Even more disappointing is the realization that even more Fours have existed before me. Although the Enneagram is actually an ancient way of thinking about personality types, it’s true that the various types actually predate their systemization. That is, of course, because personality itself is as old as humanity. The Enneagram Four archetype—brooding, introspective, moody, romantic, artistic, expressive, obsessed beauty, both when it blossoms and when it is lacking—these people have always existed. Although rarely celebrated until the late nineteenth century, it’s not hard to sniff out the presence of Fours in literature. Dido, Heathcliff, Lucy Gray, Anne Shirley—all of these characters are characterized primarily by their Fourness. It’s likely that their creators shared their Enneagram types, as many Fours gravitate toward artistry, offering their imaginations as compensation to the world that rejects them. Over time, we’ve come to embrace the myth of the misfit, and that sense of not quite fitting seems to be especially prized in our culture. Nearly every Disney princess and hero experiences, with astonishing clarity, an epiphany in which they realize that they don’t quite measure up to social conventions. The mermaid belongs on land, the provincial French girl belongs in a story, and the maid belongs in the castle. Their longing, their faith that they are made for more than what they’ve been offered, is the anthem of the Four.

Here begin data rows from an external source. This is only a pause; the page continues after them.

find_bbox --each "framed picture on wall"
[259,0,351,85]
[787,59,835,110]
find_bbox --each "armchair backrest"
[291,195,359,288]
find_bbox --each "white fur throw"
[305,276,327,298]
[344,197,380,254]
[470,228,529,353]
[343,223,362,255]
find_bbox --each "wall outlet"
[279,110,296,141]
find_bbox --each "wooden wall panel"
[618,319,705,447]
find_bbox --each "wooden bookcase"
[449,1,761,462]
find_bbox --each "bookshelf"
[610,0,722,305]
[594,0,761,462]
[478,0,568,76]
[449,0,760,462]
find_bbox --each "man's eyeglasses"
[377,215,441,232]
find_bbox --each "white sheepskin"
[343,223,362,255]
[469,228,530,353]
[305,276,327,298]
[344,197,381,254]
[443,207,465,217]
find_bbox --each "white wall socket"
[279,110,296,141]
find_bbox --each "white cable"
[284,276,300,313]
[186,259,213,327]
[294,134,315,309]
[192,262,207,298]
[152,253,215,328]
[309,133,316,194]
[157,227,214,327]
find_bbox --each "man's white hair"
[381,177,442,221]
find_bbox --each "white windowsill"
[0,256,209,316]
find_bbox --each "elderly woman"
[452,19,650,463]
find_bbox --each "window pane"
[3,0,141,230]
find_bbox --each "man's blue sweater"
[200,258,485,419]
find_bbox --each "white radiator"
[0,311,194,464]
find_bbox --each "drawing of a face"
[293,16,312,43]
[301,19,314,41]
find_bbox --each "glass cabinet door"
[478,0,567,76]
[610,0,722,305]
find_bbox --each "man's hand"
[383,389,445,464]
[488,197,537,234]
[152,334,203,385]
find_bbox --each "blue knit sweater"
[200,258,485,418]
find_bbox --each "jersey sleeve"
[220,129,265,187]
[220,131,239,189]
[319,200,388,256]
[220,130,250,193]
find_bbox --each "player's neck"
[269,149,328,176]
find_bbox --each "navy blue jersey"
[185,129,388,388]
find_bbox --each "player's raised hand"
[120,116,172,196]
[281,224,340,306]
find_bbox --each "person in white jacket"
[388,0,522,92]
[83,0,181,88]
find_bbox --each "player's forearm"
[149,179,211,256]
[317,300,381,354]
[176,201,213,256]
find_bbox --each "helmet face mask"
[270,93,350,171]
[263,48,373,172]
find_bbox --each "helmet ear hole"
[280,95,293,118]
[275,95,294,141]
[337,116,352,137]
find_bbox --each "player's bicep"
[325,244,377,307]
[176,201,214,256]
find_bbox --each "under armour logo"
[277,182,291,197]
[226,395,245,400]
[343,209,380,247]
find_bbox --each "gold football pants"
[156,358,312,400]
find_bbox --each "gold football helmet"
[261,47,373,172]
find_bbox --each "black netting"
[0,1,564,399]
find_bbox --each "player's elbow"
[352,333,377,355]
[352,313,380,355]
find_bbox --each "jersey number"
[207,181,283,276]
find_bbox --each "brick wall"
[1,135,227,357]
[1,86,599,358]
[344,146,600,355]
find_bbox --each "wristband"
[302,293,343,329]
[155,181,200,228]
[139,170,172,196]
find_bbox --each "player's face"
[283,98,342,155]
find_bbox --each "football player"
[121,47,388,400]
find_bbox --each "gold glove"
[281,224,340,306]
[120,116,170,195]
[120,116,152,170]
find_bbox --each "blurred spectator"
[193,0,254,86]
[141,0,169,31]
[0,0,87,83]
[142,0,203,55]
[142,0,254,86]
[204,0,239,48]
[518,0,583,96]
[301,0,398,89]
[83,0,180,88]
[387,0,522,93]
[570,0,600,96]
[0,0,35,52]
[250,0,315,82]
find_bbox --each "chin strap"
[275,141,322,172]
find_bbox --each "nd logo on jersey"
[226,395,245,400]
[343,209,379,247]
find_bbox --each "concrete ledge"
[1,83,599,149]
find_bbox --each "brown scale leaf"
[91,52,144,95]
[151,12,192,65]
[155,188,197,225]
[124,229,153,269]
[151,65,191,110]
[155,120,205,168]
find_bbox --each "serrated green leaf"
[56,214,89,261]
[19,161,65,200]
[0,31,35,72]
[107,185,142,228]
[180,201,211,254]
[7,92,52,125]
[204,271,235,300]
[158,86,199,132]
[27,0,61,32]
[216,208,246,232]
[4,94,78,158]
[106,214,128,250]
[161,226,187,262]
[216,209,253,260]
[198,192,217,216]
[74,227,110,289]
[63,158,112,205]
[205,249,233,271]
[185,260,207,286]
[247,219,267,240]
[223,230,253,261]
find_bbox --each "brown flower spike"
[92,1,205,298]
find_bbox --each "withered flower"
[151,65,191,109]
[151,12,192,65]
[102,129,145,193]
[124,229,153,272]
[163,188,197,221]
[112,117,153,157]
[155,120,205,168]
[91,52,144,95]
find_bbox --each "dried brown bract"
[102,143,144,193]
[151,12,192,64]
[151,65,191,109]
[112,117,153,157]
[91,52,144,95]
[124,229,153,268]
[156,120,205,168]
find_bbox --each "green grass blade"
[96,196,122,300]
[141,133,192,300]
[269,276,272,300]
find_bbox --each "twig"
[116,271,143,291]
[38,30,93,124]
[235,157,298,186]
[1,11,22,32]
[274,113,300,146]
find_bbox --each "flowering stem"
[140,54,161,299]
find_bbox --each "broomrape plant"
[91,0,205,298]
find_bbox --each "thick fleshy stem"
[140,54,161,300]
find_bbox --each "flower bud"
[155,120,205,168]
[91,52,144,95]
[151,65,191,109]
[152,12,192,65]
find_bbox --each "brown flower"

But life is not a novel, and it’s certainly not a movie. The frustration arises when the Fours wake up to find that, in fact, they are not surrounded by singing animals, nor is the air heavy with anticipation of what might unfold as the world discovers who they really are. Fours, in fact, live in suburbs, or apartments, or basements, or duplexes. They work menial jobs, set alarm clocks, buy light bulbs. They have (mostly nonverbal) pets, load dishwashers, go to birthday parties. They interact with annoying people, catch colds, pay electric bills. They are, for much of their lives, forced to confront the reality of ordinariness. And even though their innate personality type resists normalization, functioning as a human in this world requires a lot of boring maintenance and common activity.

The Four’s eternal struggle with envy can compel them to live in a fantasy world, one in which the limits of self are ever-expanding. The temptation to covet a life of pure beauty—one of our own making—is instinctively difficult to resist. But this is folly. We must not sacrifice the sacredness of the mundane on the altar of self-actualization.

These ordinary moments—fastening of shoes, rotating the steering wheel to the right, swallowing vitamins, reading instructions, braiding hair, filling water glasses, flossing teeth, constructing a sandwich—these are the moments that betray our humanness. And while the innate longing for something more isn’t implicitly evil, it is dangerously misguided. It shines a light on our blind spots, demonstrating our refusal to behold the miracle of ordinariness, the mystery of being a creature. The challenge for the Four, and for anyone who feels that they don’t quite fit into the mundane nature of the world, is to fulfill the goal of the Enneagram, which is to see. This world, this being, this life, is a miracle. These tasks are blessed, this body is magnificent, this ground is holy, these people are sacred, this God is infinite. The reality of living must plant our feet firmly on this earth.

A Four who is plagued by the ordinariness of the world may resist this kind of presence, concerned that seeking significance in normalcy is a kind of surrender, a sin of inertia, a way of giving up on the enteral quest to prove that we stand out because we don’t fit in. But the reality is that presence in our ordinary world is its own kind of awakening. Every bit of our lives—the thrilling and the bland, the memorable and the redundant, the glory and the forgettable—every second is an extraordinary moment. May we have eyes to see ourselves as we really are, and then, to see beyond our own narrow visions.